De plus, une telle loi aurait pour conséquence de dénaturer le rôle du rapporteur public et risque d'engendrer une standardisation des conclusions. En effet, l'Union syndicale des magistrats administratifs (USMA) alerte sur les risques d’imposer une rédaction formelle systématique en vue de la publication en open data. Le risque d'identification obligerait le rapporteur public à procéder à une analyse factuelle moins détaillée. La publication systématique risquerait donc d'engendrer une “standardisation du discours des rapporteurs publics. Cela réduirait nettement l’intérêt de leur intervention”. L’USMA souligne également qu’une telle loi engendrerait une charge de travail supplémentaire, difficilement soutenable compte tenu des moyens actuels de la justice administrative. Avec une augmentation de 42 % du nombre de contentieux depuis 2017 et des effectifs restés insuffisants pour y faire face, l’équilibre des juridictions est déjà fragile. De plus, l’annulation du plan de recrutement, conséquence du budget de l’État adopté sous l’impulsion de François Bayrou, aggrave cette situation. Dans ces conditions, la proposition de loi apparaît irréaliste, impossible à mettre en œuvre et semble déconnectée des besoins réels de la juridiction administrative.
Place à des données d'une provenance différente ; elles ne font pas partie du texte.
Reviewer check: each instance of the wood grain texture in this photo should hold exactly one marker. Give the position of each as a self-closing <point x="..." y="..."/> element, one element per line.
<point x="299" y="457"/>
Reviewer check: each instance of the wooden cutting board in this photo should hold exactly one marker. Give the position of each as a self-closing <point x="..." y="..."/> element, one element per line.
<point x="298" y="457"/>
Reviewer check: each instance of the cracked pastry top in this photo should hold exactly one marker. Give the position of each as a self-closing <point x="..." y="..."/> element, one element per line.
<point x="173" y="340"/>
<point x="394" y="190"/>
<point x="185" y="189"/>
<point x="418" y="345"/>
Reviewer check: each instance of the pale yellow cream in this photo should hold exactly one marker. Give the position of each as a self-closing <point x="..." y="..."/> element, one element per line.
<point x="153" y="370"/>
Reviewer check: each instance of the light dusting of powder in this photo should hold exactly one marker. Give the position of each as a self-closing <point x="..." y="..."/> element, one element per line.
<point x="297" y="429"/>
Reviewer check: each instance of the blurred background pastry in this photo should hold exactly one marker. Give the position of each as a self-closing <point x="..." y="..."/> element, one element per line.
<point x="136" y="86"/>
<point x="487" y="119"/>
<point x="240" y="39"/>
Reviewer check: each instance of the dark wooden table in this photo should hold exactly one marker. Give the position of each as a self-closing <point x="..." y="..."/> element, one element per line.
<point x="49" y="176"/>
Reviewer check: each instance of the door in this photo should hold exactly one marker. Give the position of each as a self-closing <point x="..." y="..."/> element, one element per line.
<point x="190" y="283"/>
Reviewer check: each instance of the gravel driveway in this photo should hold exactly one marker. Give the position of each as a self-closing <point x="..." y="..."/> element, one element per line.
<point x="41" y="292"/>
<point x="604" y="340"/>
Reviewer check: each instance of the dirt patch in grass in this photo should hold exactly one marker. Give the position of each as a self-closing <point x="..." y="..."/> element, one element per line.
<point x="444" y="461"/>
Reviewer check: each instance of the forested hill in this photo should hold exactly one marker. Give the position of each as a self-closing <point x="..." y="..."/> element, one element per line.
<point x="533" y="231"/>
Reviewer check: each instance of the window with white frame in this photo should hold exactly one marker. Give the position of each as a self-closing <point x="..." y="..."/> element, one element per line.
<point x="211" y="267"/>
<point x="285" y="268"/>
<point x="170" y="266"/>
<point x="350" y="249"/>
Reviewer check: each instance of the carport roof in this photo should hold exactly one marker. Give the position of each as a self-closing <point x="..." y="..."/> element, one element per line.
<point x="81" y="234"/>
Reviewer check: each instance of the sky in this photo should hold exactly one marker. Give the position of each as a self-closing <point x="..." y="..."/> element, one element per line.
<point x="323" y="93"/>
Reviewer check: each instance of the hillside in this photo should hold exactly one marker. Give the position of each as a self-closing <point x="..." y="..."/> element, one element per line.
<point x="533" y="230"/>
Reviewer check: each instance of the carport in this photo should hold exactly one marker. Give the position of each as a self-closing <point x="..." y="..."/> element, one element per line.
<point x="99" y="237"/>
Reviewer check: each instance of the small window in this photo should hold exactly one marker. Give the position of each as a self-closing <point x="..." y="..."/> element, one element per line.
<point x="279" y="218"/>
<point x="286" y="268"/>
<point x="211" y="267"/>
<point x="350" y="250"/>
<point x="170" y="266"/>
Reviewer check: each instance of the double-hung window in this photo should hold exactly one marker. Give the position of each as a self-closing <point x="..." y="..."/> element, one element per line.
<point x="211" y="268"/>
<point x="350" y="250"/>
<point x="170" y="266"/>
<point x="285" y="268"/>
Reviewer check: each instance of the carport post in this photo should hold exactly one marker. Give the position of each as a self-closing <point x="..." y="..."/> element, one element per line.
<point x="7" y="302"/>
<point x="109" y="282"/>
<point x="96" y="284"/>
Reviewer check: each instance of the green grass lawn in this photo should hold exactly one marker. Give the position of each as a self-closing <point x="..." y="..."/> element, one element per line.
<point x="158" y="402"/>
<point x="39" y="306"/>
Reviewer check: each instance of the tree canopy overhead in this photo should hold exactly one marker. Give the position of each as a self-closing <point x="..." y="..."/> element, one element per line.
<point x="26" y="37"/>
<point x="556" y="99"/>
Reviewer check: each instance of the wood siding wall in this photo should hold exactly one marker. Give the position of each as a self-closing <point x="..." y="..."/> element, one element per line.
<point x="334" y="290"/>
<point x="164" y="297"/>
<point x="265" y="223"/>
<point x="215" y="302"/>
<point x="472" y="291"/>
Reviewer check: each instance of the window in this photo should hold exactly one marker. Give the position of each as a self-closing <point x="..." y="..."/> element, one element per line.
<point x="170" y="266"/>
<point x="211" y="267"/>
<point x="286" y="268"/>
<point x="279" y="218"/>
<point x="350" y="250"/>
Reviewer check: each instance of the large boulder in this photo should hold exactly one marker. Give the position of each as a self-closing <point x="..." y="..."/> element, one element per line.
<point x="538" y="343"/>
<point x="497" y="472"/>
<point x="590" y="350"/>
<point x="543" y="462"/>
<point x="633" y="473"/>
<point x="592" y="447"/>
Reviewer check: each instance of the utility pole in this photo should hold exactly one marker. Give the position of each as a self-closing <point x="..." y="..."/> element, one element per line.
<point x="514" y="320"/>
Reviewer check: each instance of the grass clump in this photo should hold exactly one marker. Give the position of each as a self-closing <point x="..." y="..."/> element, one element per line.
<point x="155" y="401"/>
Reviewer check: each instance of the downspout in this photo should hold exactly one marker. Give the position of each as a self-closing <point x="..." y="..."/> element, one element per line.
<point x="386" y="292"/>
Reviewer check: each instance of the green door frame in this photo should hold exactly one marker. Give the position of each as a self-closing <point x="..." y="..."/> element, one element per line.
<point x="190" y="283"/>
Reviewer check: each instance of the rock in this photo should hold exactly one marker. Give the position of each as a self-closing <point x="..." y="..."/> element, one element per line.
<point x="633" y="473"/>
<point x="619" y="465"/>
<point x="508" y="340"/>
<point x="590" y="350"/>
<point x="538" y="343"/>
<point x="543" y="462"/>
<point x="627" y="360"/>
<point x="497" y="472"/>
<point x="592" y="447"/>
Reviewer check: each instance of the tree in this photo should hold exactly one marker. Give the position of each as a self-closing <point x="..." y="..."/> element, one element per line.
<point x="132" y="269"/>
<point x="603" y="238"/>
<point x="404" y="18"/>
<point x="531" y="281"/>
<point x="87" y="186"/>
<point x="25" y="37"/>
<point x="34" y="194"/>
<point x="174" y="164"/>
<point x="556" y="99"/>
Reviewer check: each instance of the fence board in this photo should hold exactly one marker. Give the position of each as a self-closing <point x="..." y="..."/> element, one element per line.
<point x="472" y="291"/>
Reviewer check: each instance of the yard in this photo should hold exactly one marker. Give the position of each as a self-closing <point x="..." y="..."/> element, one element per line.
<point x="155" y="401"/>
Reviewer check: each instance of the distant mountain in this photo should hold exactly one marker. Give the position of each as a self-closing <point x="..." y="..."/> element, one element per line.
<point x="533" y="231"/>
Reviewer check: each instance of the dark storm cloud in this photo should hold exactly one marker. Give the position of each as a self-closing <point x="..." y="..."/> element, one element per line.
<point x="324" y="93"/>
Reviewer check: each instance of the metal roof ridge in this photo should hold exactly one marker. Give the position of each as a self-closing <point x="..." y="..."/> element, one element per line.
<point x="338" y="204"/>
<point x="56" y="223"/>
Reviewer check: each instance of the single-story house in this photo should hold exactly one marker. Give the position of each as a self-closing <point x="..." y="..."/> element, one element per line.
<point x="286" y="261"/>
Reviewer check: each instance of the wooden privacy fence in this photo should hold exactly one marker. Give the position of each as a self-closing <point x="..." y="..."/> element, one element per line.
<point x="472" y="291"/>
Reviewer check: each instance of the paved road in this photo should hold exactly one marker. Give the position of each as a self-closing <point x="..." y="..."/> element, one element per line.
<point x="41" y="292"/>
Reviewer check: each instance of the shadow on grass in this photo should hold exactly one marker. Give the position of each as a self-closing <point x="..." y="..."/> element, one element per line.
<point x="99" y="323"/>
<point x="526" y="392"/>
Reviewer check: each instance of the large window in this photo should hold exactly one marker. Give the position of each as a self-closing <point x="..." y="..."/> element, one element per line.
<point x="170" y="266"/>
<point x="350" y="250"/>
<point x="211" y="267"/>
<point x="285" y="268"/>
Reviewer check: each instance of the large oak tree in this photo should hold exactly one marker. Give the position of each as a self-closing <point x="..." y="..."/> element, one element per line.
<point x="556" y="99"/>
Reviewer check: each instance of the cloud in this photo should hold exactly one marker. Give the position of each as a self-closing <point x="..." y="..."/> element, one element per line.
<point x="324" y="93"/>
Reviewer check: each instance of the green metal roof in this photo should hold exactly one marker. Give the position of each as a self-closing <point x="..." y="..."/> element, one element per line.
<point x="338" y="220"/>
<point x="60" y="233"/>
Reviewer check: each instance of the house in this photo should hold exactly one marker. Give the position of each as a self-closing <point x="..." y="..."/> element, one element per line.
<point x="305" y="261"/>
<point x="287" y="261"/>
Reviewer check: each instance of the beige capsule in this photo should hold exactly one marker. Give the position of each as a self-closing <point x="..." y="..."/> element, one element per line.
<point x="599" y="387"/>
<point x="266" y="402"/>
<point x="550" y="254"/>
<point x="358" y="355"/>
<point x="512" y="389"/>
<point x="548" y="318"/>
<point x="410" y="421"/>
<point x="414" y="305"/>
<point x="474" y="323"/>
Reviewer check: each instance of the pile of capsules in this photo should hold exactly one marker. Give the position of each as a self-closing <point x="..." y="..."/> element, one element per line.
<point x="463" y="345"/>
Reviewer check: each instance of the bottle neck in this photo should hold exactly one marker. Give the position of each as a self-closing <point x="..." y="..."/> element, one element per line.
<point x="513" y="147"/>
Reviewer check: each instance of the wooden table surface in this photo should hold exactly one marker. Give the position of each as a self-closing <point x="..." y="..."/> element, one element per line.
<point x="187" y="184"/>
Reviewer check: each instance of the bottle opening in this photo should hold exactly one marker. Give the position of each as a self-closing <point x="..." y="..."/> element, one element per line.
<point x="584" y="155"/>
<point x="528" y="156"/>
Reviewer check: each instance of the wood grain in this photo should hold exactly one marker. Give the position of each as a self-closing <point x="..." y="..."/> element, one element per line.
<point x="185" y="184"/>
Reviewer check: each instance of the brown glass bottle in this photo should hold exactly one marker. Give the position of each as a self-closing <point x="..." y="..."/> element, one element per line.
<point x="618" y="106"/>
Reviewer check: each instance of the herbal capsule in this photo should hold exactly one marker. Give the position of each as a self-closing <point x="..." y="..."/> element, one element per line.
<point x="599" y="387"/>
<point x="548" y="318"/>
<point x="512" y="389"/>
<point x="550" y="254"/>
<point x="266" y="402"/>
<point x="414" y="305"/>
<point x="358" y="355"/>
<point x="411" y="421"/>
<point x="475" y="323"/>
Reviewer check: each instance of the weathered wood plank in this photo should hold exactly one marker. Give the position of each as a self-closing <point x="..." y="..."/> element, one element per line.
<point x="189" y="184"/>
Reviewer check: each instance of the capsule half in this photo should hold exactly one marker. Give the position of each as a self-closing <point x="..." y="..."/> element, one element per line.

Finalement, cette proposition de loi n'aura qu'une seule conséquence : faire prospérer la LegalTech, et pas à n'importe quel prix. La LegalTech est déjà présente et a prospéré sur la mise en place de l’Open Data des décisions de justice. Les outils proposés par ces entreprises sont largement utilisés. En effet, l'entreprise Doctrine revendique 3 000 entreprises utilisant la plateforme pour prendre leurs décisions stratégiques et près de 15 000 avocats et juristes utilisant régulièrement l’outil d’IA juridique avec une croissance de 20 % par mois. L’ouverture croissante de l’ensemble des paramètres procéduraux en open data sera directement exploitée par les entreprises de la LegalTech. Une diffusion non contrôlée alliée à un manque de régulation des algorithmes utilisés conduira nécessairement à une analyse comparative par ces entreprises des différentes juridictions et des différents avocats. Autrement dit, si l’ensemble des données judiciaires est publié en open data sans aucune anonymisation, les algorithmes pourront déterminer quelle juridiction est la plus favorable (ou non) sur quels types de sujets et quel avocat choisir en fonction de son taux de réussite, la moyenne des indemnités obtenues, etc. Cela conduirait à un risque de forum shopping particulièrement fort en matière commerciale.

En résumé, cette loi ne ferait qu'alimenter les intérêts des LegalTech tout en mettant en péril la protection de la vie privée, la sécurité des magistrats et l'intégrité du système judiciaire, sans répondre aux véritables enjeux du monde juridique tels que le manque de moyens.